Wed. 5/22: “YES” on AB 32 – End Private Prisons now!

Action – “YES” on AB 32. CA needs to cut taxpayers’ ties to the corrupt, cruel and incompetent private prison system. 

There is no place in our country for corporations that profit from incarcerating folks, tearing apart families or putting children in cages….” –  Assemblywoman Lorena Gonzalez (D-San Diego)

“Private prisons are a practice that should have never been permitted in California, and it’s time we end their presence, “For-profit prisons do not serve the best interests of Californians nor are they in line with our values. No one should profit off human incarceration, especially after we have refocused our corrections system away from incarceration and towards rehabilitation.” – Assemblymember Todd Gloria.

Minimal script: I’m calling from [zip code] and I’m calling (optional: “as a member of Indivisible”) to ask Assemblymember [___] to support AB -32 to prohibit for-profit prisons in California.

More script if you want it: No one should profit from human incarceration, especially as our state has refocused our corrections system towards rehabilitation.

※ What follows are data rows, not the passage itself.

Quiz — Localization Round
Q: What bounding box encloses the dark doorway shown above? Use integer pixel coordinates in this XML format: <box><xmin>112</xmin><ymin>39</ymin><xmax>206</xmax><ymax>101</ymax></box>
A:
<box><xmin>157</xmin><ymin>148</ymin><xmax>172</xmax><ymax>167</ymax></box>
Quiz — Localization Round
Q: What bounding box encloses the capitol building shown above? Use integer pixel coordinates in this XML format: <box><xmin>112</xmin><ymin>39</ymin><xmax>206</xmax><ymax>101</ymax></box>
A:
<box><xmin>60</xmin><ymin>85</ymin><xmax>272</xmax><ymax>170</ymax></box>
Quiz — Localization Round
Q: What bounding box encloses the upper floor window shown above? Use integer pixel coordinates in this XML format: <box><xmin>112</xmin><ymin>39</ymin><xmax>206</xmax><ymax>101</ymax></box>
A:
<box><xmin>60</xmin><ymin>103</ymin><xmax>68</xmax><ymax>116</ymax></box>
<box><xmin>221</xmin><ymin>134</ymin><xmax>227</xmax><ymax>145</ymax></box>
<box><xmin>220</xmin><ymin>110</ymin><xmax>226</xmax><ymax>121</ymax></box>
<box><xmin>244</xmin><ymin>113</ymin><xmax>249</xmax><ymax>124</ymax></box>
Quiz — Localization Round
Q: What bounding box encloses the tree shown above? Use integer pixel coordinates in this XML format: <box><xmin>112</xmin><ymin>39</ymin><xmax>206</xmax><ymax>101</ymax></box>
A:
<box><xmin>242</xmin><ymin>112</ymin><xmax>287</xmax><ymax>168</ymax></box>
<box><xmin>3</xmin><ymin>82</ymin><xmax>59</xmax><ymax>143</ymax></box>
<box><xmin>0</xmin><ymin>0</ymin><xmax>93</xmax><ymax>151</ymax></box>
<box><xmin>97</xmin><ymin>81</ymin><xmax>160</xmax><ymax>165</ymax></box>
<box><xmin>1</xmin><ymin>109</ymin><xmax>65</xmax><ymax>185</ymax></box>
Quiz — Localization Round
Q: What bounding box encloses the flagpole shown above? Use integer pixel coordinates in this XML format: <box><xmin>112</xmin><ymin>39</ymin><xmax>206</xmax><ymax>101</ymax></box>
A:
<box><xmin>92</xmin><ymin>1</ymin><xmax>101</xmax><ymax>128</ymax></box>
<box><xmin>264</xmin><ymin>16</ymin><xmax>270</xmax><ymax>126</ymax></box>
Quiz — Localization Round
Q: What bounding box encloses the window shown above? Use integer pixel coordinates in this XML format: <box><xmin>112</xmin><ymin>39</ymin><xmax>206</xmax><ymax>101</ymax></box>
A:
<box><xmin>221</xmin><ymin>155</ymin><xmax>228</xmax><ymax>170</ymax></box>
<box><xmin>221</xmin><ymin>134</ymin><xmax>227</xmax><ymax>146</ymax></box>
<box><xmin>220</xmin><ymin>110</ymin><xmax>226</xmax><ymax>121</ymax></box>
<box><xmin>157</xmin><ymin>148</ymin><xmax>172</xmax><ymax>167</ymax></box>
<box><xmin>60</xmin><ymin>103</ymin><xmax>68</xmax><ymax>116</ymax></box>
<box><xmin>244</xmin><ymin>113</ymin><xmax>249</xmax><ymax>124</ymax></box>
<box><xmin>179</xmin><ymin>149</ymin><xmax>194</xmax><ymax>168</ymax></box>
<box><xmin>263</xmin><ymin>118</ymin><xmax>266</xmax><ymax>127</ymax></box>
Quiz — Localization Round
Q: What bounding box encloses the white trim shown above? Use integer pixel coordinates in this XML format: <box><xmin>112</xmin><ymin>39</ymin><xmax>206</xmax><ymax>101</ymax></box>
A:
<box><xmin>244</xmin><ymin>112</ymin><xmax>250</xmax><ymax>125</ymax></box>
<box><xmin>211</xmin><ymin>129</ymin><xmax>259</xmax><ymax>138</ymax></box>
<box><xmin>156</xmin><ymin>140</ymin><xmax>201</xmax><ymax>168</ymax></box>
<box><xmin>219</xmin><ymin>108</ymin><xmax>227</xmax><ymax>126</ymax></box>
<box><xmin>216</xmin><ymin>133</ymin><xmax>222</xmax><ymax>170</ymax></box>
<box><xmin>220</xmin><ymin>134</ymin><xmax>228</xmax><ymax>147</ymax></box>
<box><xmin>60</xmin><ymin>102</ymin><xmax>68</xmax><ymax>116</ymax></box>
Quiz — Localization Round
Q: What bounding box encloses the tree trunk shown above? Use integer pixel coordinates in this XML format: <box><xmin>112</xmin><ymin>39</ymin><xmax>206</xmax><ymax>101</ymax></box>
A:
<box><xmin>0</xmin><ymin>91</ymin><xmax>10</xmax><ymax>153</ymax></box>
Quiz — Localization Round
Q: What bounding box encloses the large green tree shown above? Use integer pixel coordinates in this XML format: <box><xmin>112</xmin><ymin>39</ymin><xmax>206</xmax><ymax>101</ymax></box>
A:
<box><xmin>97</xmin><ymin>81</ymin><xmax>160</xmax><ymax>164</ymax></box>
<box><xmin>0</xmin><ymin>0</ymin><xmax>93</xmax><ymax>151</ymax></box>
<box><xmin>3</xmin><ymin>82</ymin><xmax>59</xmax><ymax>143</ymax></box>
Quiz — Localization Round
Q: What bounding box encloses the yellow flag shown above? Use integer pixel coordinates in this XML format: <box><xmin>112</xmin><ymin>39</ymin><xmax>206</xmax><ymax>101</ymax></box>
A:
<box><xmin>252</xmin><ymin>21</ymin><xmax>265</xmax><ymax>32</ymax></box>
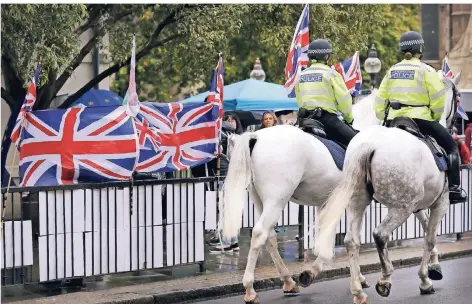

Contact -Call the number in the title graphic OR  use the info. below.
State Assemblymember Monique Limón: (CA-37): SAC (916) 319-2037, SB (805) 564-1649, VTA (805) 641-3700 email
Not your people?findyourrep.legislature.ca.gov.
Co-sponsors: Bonta, Chiu, Gloria, Gonzalez, Kamlager-Dove, Santiago

Background 

AB -32 – State prisons: private, for-profit administration services prohibits the CA Dept of Corrections & Rehabilitations from entering into or renewing contracts with private, for-profit prisons, starting in 2020. 2028 is set as the date all inmates are transferred to state-owned facilities.

Can this be done? This is doable. California uses only five private facilities to house inmates. Together, the prisons incarcerate only about 3.5% of the state’s total prison population, half of them in state and half in Arizona.

 CA currently contracts with GEO Group and Core Civic (formerly “Corrections Corporation of America (CCA)”) both of which are currently being sued for forced detainee labor.  GEO is also the subject of a class action suit for violating anti-human trafficking laws.

These two companies are also profiting from the Trump’s administration’s cruel immigration policies separating innocent children from their families. Since 2009, thousands of adults and children have been detained in their for-profit, private prison facilities operating outside of San Antonio, Texas. Last month, the California State Teachers’ Retirement Board voted to withdraw the $12.1 million that had been invested in these companies.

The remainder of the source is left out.